The Sinister Scientist Behind the CIA’s Mind-Control Mayhem - anarbadalov
https://www.thedailybeast.com/the-sinister-scientist-behind-the-cias-mind-control-mayhem
======
rdtsc
> when “Artichoke scientists came up with a new drug or other technique they
> wished to test… they asked the CIA station in South Korea to supply a batch
> [of] ‘expendable’ subjects...

While I’d like to believe the CIA has since found its moral compass and
abandoned these kinds of experiments, I have a suspicion that it might still
be going on and they just found ways to hide it better.

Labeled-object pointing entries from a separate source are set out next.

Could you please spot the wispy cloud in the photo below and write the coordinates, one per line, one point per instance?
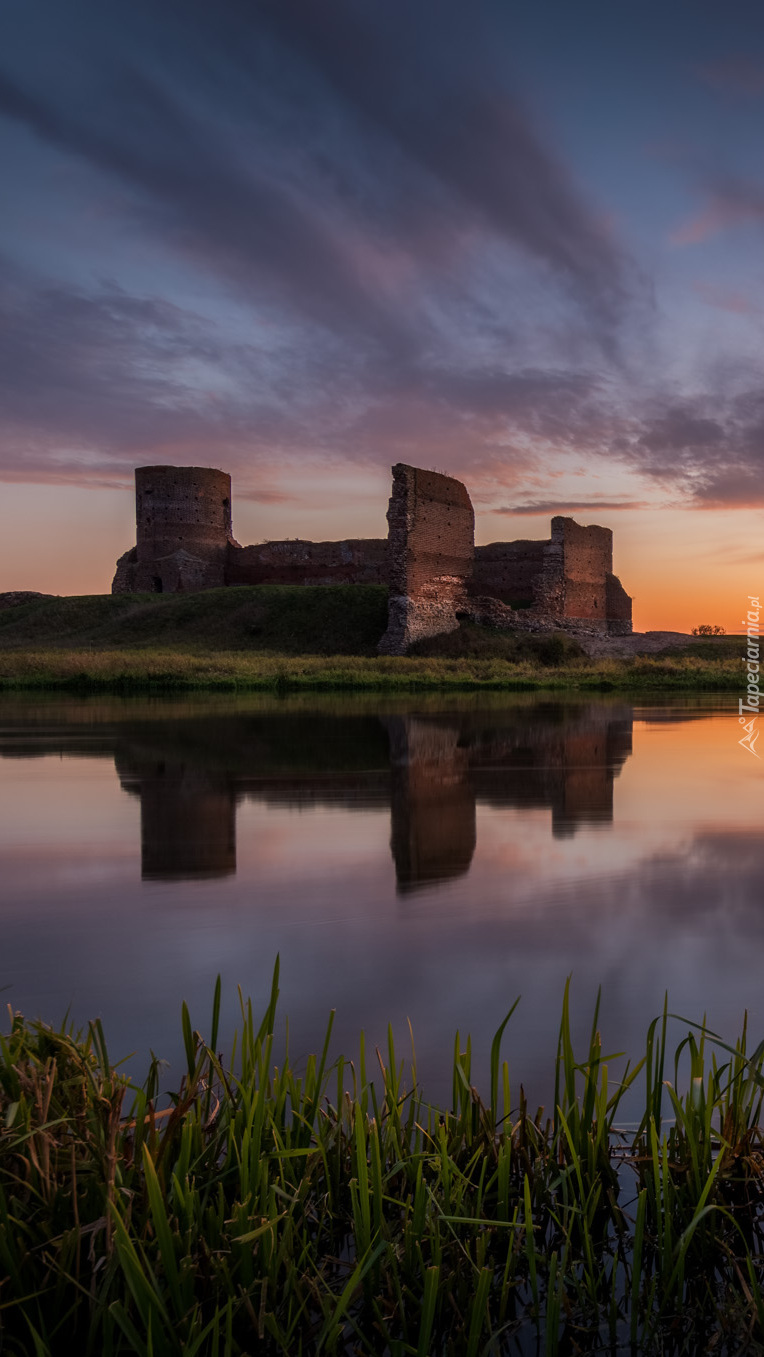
(554, 506)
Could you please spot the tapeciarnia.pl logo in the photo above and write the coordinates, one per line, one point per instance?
(748, 706)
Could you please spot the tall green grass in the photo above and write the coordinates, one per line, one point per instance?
(331, 1209)
(164, 668)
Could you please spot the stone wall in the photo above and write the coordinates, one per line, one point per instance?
(618, 607)
(183, 531)
(182, 509)
(430, 550)
(508, 570)
(429, 561)
(566, 578)
(360, 561)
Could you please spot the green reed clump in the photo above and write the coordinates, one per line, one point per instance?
(333, 1209)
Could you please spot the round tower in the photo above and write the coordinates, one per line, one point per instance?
(182, 509)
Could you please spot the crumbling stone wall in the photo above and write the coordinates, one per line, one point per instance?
(508, 570)
(567, 578)
(436, 574)
(430, 551)
(618, 607)
(360, 561)
(183, 531)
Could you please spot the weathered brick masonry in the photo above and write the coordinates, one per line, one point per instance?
(183, 531)
(358, 561)
(430, 550)
(434, 571)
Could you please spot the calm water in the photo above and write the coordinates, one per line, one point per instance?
(426, 859)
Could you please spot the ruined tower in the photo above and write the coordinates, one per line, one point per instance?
(183, 531)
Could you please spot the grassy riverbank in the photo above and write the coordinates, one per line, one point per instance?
(289, 638)
(330, 1209)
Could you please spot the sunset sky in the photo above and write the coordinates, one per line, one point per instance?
(306, 239)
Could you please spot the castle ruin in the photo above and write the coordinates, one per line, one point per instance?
(436, 574)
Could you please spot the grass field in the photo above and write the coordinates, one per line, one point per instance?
(331, 1209)
(292, 638)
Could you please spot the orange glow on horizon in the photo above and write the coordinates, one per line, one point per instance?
(683, 567)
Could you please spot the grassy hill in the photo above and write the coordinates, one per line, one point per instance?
(285, 619)
(289, 637)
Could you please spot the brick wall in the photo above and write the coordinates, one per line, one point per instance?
(508, 570)
(430, 550)
(361, 561)
(182, 509)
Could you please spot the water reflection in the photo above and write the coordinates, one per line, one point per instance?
(432, 770)
(406, 859)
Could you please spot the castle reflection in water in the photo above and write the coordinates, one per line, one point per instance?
(430, 768)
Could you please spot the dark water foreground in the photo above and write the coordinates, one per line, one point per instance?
(410, 859)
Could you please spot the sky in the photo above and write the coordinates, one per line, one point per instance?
(306, 239)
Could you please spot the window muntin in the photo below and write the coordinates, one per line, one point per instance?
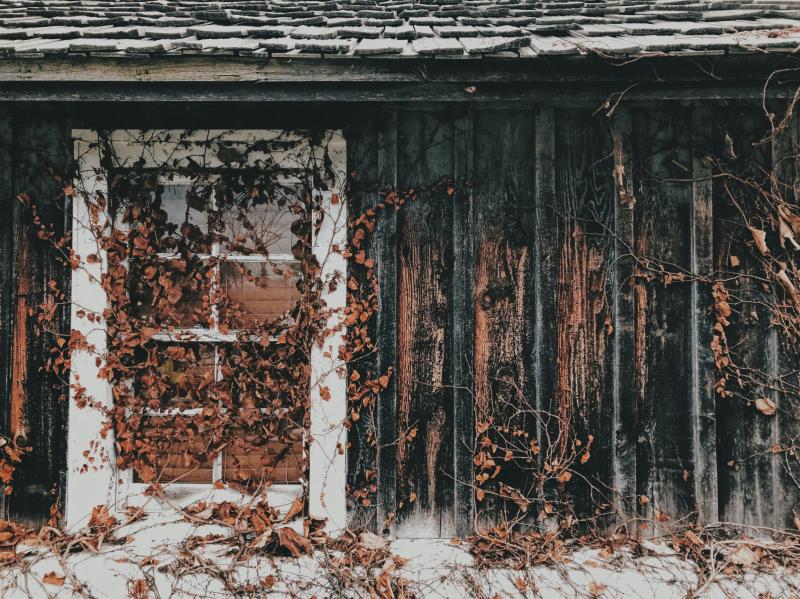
(258, 273)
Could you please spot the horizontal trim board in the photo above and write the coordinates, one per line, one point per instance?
(300, 70)
(563, 95)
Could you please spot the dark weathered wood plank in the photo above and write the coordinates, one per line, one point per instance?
(42, 161)
(362, 159)
(625, 385)
(385, 242)
(504, 308)
(703, 394)
(424, 338)
(744, 436)
(7, 298)
(662, 221)
(546, 243)
(585, 205)
(784, 369)
(462, 323)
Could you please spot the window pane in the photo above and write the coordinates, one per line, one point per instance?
(171, 292)
(261, 224)
(177, 376)
(258, 291)
(252, 460)
(173, 450)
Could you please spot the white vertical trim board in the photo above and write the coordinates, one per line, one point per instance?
(93, 478)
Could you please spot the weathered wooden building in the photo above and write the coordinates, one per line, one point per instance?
(557, 273)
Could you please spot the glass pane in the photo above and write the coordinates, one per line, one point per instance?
(173, 450)
(177, 376)
(252, 460)
(261, 224)
(171, 292)
(257, 291)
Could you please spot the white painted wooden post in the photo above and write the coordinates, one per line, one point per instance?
(92, 476)
(91, 458)
(328, 443)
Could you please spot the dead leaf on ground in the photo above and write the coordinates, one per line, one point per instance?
(296, 544)
(743, 556)
(54, 579)
(766, 406)
(760, 239)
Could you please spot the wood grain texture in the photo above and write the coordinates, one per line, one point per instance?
(43, 159)
(462, 323)
(385, 245)
(424, 337)
(504, 301)
(362, 160)
(7, 298)
(746, 466)
(784, 366)
(585, 206)
(703, 394)
(545, 286)
(625, 384)
(662, 229)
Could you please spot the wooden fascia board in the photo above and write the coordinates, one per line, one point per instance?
(581, 79)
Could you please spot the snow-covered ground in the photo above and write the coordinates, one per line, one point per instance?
(155, 562)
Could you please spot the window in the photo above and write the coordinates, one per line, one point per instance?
(211, 245)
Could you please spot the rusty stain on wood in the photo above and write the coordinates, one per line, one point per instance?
(19, 362)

There had to be other technology since then that they looked at and said “we
should try this thing on humans”.

> One of Pfeiffer’s subjects was James “Whitey” Bulger, who later became a
> notorious Boston gangland killer. Bulger said that as a young inmate, he was
> given LSD daily for more than a year.

That is bizarre. Wasn’t another killer, the unabomber also tied to some
psychological experiments when he was in college...

------
TurkishPoptart
The CIA were just _obsessed_ with LSD for all sorts of HUMINT purposes. Part
of this was that they were operating under the faulty assumption that the USSR
and other Cold War powers were ordering massive amounts of the stuff, so the
whole "Russians are gonna do it faster, stronger, and better than us UNLESS we
prepare" complex kicked in.

There was, of course, a strong incentive to test anti-interrogation
techniques, should enemy intelligence use LSD against captured spies/our guys.
From my own teenage experimentation, I can posit that, in the right set and
setting, it'd be damn hard for me to keep any sort of secret. But it would
probably be the combined fear from being tortured/interrogated while
definitely having a bad trip that would give me up.